Neste sentido, uma alfabetização matemática para jovens e adultos não pode ser limitada à compreensão de aprendizagem como a aquisição do saber conteudista, tampouco de uma “ajuda”, uma ação assistencialista, “na qual os sujeitos-alfabetizandos precisam de alguém para sair das trevas” (SENA e DE SOUSA, 2013, p. 131) e que o professor, na condição de alfabetizado, seria o alguém que possibilitaria esta saída. Mas sob uma perspectiva de ser uma ação em que o professor se reconheça como sujeito capaz de ofertar um ensino de qualidade possibilitando uma aprendizagem que considere os aspetos humanos e sociais dos estudantes. Dessa maneira, acreditamos que o entendimento do professor sobre a EJA e os estudantes, incide sobre sua compreensão de alfabetização matemática: esta pode ser compreendida como a ação de ensinar apenas a somar, subtrair, multiplicar e dividir (FERREIRA e FONSECA, 2008), se o professor limita-se a compreender a EJA sob sua função apenas de possibilitar o acesso à escola de pessoas, em geral, da classe popular ou carente de conhecimentos escolar. Se, para além desta função o professor reconheça que à EJA cabe ofertar um ensino de qualidade aos estudantes, entendidos estes como sujeitos que têm direito à educação e são capazes de articular formas variadas de entendimentos, artimanhas próprias na resolução de situações que envolvam a matemática, espera-se que seu entendimento de alfabetização matemática seja para além das operações matemáticas.

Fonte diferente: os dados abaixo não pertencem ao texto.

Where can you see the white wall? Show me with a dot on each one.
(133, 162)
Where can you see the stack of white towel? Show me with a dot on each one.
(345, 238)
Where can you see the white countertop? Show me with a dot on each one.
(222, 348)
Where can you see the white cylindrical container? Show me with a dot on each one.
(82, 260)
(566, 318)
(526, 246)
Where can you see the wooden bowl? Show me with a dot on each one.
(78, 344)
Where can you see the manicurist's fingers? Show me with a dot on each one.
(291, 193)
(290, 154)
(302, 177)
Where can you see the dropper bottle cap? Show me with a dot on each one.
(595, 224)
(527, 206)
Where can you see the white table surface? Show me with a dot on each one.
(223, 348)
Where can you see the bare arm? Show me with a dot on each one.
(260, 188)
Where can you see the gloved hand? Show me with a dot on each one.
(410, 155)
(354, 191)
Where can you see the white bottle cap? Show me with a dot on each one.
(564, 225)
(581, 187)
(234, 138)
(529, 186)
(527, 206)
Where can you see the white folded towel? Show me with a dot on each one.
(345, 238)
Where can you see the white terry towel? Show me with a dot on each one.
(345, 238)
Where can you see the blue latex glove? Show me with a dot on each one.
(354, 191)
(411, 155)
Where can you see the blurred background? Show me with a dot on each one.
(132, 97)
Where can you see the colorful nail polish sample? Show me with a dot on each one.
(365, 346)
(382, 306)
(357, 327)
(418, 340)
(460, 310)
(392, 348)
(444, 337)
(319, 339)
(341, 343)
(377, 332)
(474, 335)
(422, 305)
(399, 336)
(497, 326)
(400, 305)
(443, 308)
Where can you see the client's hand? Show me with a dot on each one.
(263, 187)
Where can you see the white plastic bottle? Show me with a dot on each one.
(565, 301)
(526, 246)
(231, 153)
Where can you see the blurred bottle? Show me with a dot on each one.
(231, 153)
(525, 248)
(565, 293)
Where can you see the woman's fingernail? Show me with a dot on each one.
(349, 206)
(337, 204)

Com isso, compreendemos que alfabetizar matematicamente uma pessoa é também dar-lhe oportunidade de reconhecer que os saberes matemáticos experienciados em suas vivências juntamente com os conhecimentos da matemática escolar têm, cada um, suas importâncias e valorização social. Reconhecendo existir uma tensão entre “conhecimentos cotidianos” e “conhecimento mais formal” (FERREIRA e FONSECA, 2008, p. 11) nos espaços escolares, acreditamos que os professores, quando em suas práticas em sala de aula, precisam considerar a relevância de ambos para a formação dos estudantes.

Por fim, enfatizamos que a alfabetização matemática dos estudantes da EJA, assim como a alfabetização da língua materna, não pode ser infantilizada, pois, os estudantes trazem de seus percursos de vida, saberes matemáticos que se aproximam ao apresentado na escola.